Danger dans l’assiette

Sylviane Dragacci (Anses), Nadine Zakhia-Rozis (CIRAD) et Pierre Galtier (pharmacien) viennent de publier « Danger dans l’assiette ». Malgré les apparences, il ne s’agit pas d’un énième ouvrage sur les dangers de l’agriculture mais sur les risques liés aux moisissures présentes dans notre alimentation. Si certaines comme celles contenues dans des fromages tels que le bleu ou le roquefort sont bonnes, les moisissures sont souvent synonymes de mycotoxines. Et c’est sur ce point que « Danger dans l’assiette » offre un éclairage intéressant.

Alors quelles moisissures sont dangereuses ? Quels sont les aliments à risques et les populations les plus exposées ? Les auteurs décryptent ces dangers et rappellent que la toxicité des mycotoxines est désormais prouvée et qu’elle peut conduire le consommateur à développer des maladies comme le cancer.

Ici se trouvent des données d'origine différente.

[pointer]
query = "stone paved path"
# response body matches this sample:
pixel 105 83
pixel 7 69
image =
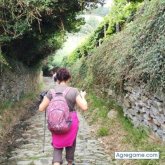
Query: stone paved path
pixel 88 149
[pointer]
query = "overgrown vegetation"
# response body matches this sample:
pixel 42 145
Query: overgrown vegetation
pixel 122 12
pixel 133 56
pixel 12 114
pixel 30 30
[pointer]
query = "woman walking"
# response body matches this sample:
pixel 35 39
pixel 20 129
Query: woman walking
pixel 73 98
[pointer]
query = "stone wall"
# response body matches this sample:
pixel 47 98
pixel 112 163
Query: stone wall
pixel 15 81
pixel 144 109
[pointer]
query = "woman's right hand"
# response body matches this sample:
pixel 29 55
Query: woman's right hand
pixel 82 94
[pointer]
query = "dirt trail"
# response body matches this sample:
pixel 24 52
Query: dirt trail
pixel 89 151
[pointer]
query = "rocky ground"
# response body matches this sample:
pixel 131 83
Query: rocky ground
pixel 89 150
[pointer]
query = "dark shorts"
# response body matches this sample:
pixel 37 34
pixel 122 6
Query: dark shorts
pixel 57 154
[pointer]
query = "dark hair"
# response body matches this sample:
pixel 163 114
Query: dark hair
pixel 63 74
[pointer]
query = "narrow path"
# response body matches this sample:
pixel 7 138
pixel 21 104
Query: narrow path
pixel 88 150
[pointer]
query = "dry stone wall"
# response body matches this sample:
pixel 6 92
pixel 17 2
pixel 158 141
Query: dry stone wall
pixel 17 81
pixel 144 109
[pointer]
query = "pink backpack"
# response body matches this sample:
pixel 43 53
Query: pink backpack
pixel 58 115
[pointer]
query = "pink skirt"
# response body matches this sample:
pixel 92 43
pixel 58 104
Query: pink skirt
pixel 66 140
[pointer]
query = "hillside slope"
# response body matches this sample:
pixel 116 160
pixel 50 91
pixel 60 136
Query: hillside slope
pixel 130 67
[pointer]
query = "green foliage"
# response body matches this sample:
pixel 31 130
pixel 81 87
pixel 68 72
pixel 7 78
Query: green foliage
pixel 121 12
pixel 135 55
pixel 31 30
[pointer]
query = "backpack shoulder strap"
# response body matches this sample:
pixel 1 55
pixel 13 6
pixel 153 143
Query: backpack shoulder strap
pixel 66 91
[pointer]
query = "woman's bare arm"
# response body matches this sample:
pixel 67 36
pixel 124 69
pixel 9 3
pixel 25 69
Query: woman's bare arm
pixel 81 101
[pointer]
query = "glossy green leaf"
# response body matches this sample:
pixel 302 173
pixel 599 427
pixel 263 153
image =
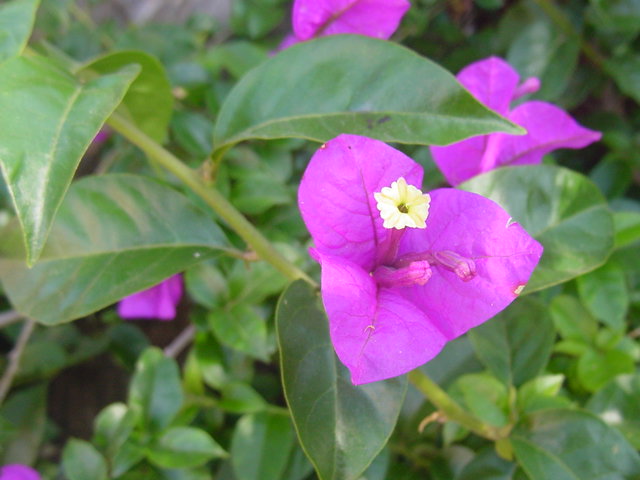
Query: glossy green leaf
pixel 114 235
pixel 148 101
pixel 605 293
pixel 516 344
pixel 596 368
pixel 81 461
pixel 155 394
pixel 562 209
pixel 572 445
pixel 16 22
pixel 617 404
pixel 261 446
pixel 352 84
pixel 341 427
pixel 39 153
pixel 184 447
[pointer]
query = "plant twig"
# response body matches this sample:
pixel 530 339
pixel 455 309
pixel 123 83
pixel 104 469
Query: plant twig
pixel 256 241
pixel 9 318
pixel 14 358
pixel 180 342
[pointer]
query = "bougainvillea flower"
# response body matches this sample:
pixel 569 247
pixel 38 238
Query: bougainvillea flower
pixel 18 472
pixel 158 302
pixel 373 18
pixel 404 272
pixel 496 84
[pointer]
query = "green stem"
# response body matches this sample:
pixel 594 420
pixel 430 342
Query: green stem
pixel 560 19
pixel 450 408
pixel 256 241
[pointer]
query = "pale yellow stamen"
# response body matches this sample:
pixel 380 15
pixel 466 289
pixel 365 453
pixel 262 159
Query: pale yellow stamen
pixel 402 205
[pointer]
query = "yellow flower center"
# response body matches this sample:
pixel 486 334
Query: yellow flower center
pixel 402 205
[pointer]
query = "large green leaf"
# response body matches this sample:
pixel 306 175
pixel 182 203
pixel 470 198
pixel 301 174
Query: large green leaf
pixel 562 209
pixel 516 345
pixel 261 445
pixel 572 445
pixel 114 235
pixel 48 121
pixel 148 101
pixel 341 427
pixel 352 84
pixel 16 22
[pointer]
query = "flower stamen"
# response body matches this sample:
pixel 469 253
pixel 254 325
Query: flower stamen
pixel 402 205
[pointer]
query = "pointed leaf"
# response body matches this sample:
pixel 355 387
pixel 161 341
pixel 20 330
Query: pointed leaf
pixel 562 209
pixel 341 427
pixel 40 152
pixel 114 235
pixel 16 23
pixel 352 84
pixel 149 100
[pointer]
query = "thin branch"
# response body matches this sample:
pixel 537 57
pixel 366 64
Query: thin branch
pixel 14 358
pixel 180 342
pixel 9 318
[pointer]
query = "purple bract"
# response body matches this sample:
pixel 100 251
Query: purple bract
pixel 158 302
pixel 372 18
pixel 18 472
pixel 496 84
pixel 394 296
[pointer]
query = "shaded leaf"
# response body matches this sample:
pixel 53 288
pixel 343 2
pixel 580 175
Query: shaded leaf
pixel 39 163
pixel 114 235
pixel 341 427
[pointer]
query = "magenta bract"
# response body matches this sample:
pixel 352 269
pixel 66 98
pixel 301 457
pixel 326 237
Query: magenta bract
pixel 496 84
pixel 372 18
pixel 18 472
pixel 158 302
pixel 395 297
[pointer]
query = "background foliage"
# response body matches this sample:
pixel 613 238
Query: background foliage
pixel 209 135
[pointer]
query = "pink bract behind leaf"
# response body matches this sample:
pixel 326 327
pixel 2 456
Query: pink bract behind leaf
pixel 336 195
pixel 158 302
pixel 18 472
pixel 373 18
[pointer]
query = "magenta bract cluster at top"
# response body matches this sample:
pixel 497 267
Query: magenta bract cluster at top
pixel 18 472
pixel 395 297
pixel 158 302
pixel 496 84
pixel 372 18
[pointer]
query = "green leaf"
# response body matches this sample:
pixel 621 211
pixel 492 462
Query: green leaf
pixel 39 153
pixel 261 446
pixel 572 445
pixel 341 427
pixel 617 404
pixel 155 393
pixel 241 328
pixel 516 344
pixel 114 235
pixel 596 368
pixel 625 70
pixel 16 22
pixel 605 293
pixel 148 101
pixel 184 447
pixel 81 461
pixel 562 209
pixel 352 84
pixel 113 425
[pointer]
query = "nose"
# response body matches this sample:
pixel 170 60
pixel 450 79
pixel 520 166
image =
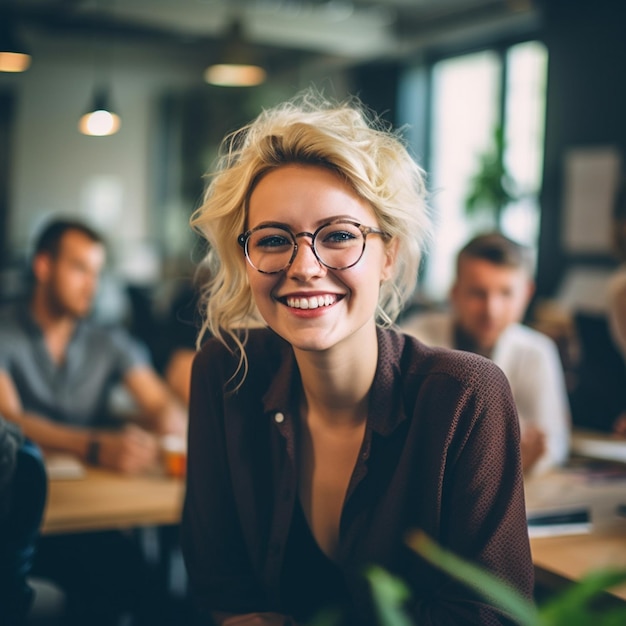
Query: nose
pixel 493 305
pixel 305 264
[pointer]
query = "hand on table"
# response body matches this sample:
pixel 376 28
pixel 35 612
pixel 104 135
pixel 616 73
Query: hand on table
pixel 130 450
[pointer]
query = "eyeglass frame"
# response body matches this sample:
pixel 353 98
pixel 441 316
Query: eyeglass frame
pixel 243 239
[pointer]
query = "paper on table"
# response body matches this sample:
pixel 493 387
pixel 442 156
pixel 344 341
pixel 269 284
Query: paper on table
pixel 60 466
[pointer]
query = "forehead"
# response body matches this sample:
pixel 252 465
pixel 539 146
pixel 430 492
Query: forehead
pixel 305 194
pixel 74 243
pixel 472 270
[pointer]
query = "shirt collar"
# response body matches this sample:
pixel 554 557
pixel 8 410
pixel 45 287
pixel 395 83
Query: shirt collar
pixel 386 409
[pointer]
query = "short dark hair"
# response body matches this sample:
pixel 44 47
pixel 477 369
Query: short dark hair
pixel 49 239
pixel 497 249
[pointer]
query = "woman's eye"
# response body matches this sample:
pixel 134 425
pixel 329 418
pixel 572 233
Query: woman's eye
pixel 273 241
pixel 339 236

Nous reproduisons ici un extrait de l’ouvrage consacré à la présence de ces mycotoxines dans les produits bio. Bon appétit.

Manger bio est-il indemne de tout risque ?

L’agriculture biologique bannit l’emploi des traitements chimiques utilisés pour limiter le développement des moisissures. Produit-elle de ce fait des aliments davantage contaminés par les mycotoxines ? Cette question légitime a reçu un début de réponse. En premier lieu, cette nouvelle pratique culturale ne rejette pas tout traitement puisqu’elle accepte l’emploi de phytosanitaires dits biologiques, pourvu qu’ils ne ressortent pas de la synthèse chimique. Ensuite, les plants sont sélectionnés pour leur plus grande résistance naturelle aux moisissures. Un mode de labour comme le labourage profond et une rotation des cultures pertinente sont recommandés car ils préviennent la dissémination des moisissures dans le champ, puis leur installation sur les récoltes. Des études comparatives d’occurrence de mycotoxines dans des produits alimentaires issus de l’agriculture conventionnelle ou biologique ne montrent pas de grandes différences de contamination. Les produits dits biologiques renferment parfois des teneurs en mycotoxines plus élevées mais, en général, ces teneurs restent en deçà des seuils réglementaires. Prenons pour l’illustrer cette mini-enquête réalisée en Belgique sur le contenu en patuline du jus de pomme. Dans cette étude, aucun échantillon de jus de pomme de fabrication industrielle ou artisanale n’est contaminé au-delà de la teneur maximale admissible définie par la réglementation. Parmi les jus de fabrication obtenus par agriculture biologique, trois échantillons dépassent la limite autorisée pour les enfants en bas-âge et deux d’entre eux le seuil réglementaire. On constate cependant que la moyenne des observations, bien qu’inférieure à la teneur maximale admissible, est nettement plus élevée pour les produits bio que pour les produits industriels ou artisanaux. Une vigilance est donc de mise. Quand aux jus élaborés par les particuliers, ils renferment souvent des teneurs non négligeables en patuline. L’explication peut en être une ignorance du risque mycotoxinique lors de l’utilisation de fruits partiellement avariés ou présentant des traces de meurtrissures où s’engouffrent les moisissures. Il reste néanmoins difficile d’anticiper sur le contenu en mycotoxines de denrées issues de l’agriculture conventionnelle, raisonnée ou biologique. Il faudrait en effet pouvoir comparer des lots produits la même année, provenant de la même aire géographique, de plants de même variété et ayant essuyé les mêmes intempéries !

Une vigilance particulière doit être de mise en agriculture biologique afin d’éviter d’augmenter le risque de contamination des cultures céréalières ou vivrières par des mycotoxines du fait de l’utilisation restreinte des fongicides et pesticides de synthèses.